A bacteriophage is a virus that infects and replicates within bacteria. Image by Dr. Victor Padilla-Sanchez, PhD – Own work (CC BY-SA 4.0)
The first fully synthetic bacteriophage engineering system for Pseudomonas aeruginosa, an antibiotic-resistant bacterium of global concern, has been created at Yale University.
The system was enabled by New England Biolabs’ High-Complexity Golden Gate Assembly (HC-GGA) platform. With this method, researchers engineer bacteriophages synthetically using sequence data rather than bacteriophage isolates.
This system divides the 41S1 genome into DNA fragments small enough to be synthesised and to avoid toxicity during DNA propagation, with all but one maintained in Escherichia coli.
These fragments are next readily assembled into a one-pot reaction. After this, phages can be rescued by direct transformation into P. aeruginosa PAO1 or E. coli 10-beta cells.
Bacteriophages, viruses that infect bacteria, have been used as medical treatments for bacterial infections for more than 100 years.
Most phage-based research has remained focused on naturally occurring viruses, largely because traditional methods for modifying phages are slow, complex, and difficult to scale.
Using the new system, the team constructed a P. aeruginosa phage from 28 synthetic DNA fragments. They then programmed the virus with new capabilities by introducing point mutations as well as DNA insertions and deletions. These changes allowed the researchers to swap tail fibre genes to change which bacteria the phage could infect and to add fluorescent markers that made infections visible in real time.
Bio-technological leap
Lead scientist Andy Sikkema, as reported by Pharmaceutical Microbiology Resources, says: “Even in the best of cases, bacteriophage engineering has been extremely labour-intensive. Researchers spent entire careers developing processes to engineer specific model bacteriophages in host bacteria.”

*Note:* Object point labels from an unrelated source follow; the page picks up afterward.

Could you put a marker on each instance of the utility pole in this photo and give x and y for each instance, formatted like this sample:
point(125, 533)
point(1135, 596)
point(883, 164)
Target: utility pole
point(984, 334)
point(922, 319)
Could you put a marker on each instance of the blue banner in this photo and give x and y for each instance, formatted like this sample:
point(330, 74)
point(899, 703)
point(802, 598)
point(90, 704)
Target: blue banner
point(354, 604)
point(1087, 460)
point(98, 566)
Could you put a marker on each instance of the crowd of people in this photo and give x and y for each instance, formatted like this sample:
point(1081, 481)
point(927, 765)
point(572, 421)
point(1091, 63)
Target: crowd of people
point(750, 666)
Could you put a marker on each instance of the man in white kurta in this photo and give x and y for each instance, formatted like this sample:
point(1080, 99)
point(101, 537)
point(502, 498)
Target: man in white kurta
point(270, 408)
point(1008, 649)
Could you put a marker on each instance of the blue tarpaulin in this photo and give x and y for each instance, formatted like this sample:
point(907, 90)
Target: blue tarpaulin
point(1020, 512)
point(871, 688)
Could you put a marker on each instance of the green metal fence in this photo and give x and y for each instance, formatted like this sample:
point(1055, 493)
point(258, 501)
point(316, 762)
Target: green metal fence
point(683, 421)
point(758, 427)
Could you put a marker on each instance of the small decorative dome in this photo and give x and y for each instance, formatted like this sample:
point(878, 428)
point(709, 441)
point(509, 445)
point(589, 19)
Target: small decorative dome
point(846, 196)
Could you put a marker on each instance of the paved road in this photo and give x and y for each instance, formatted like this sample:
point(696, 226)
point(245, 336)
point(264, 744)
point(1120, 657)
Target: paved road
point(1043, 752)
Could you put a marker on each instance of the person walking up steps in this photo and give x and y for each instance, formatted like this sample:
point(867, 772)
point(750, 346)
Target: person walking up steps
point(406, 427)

Mycobacterium tuberculosis (Public Health Image Library, NIAID, Image ID: 18139)
Sikkema adds: “This synthetic method offers technological leaps in simplicity, safety and speed, paving the way for biological discoveries and therapeutic development.”
Digital DNA
The platform enables scientists to assemble an entire phage genome outside the cell using synthetic DNA, incorporating all planned genetic changes during construction. Once assembled, the genome is introduced into a safe laboratory strain where it becomes an active bacteriophage.
This strategy avoids many long-standing obstacles in phage research. Traditional approaches depend on maintaining physical phage samples and using specialized host bacteria, which can be especially challenging when working with viruses that infect dangerous human pathogens. The new method also eliminates the need for repeated rounds of screening or step-by-step genetic edits inside living cells.
In contrast with other DNA assembly techniques that combine fewer but longer fragments, the new platform uses shorter DNA segments. These shorter pieces are easier to produce, less toxic to host cells, and less likely to contain errors. The method also works well with phage genomes that contain repeated sequences or extreme GC content, both of which often complicate DNA assembly.
GC content refers to the percentage of guanine (G) and cytosine (C) bases in a DNA or RNA molecule.
By simplifying the process and expanding what is technically possible, this approach significantly broadens the potential for developing bacteriophages as targeted therapies against antibiotic-resistant infections.
Collaboration turns the abstract into therapies
NEB researchers had spent years refining Golden Gate Assembly so it could reliably handle large DNA targets made from many fragments. Yale researchers recognized that these tools could unlock new possibilities in phage biology and reached out to explore more ambitious applications.
Vaccination – Copyright AFP MANDEL NGAN
The scientists first optimized the method using a well-studied model virus, Escherichia coli phage T7. From there, collaborative teams expanded the technique to non-model phages that target some of the most antibiotic-resistant bacteria known.
An earlier study using the same Golden Gate approach to build high-GC content Mycobacterium phages was reported in November 2025 in collaboration with the Hatfull Lab at the University of Pittsburgh and Ansa Biotechnologies.
In another example, researchers from Cornell University partnered with NEB to create synthetically engineered T7 phages that function as biosensors to detect E. coli in drinking water.
Research paper
The findings appear in the journal Proceedings of the National Academy of Sciences, titled “A fully synthetic Golden Gate assembly system for engineering a Pseudomonas aeruginosa phiKMV-like phage.”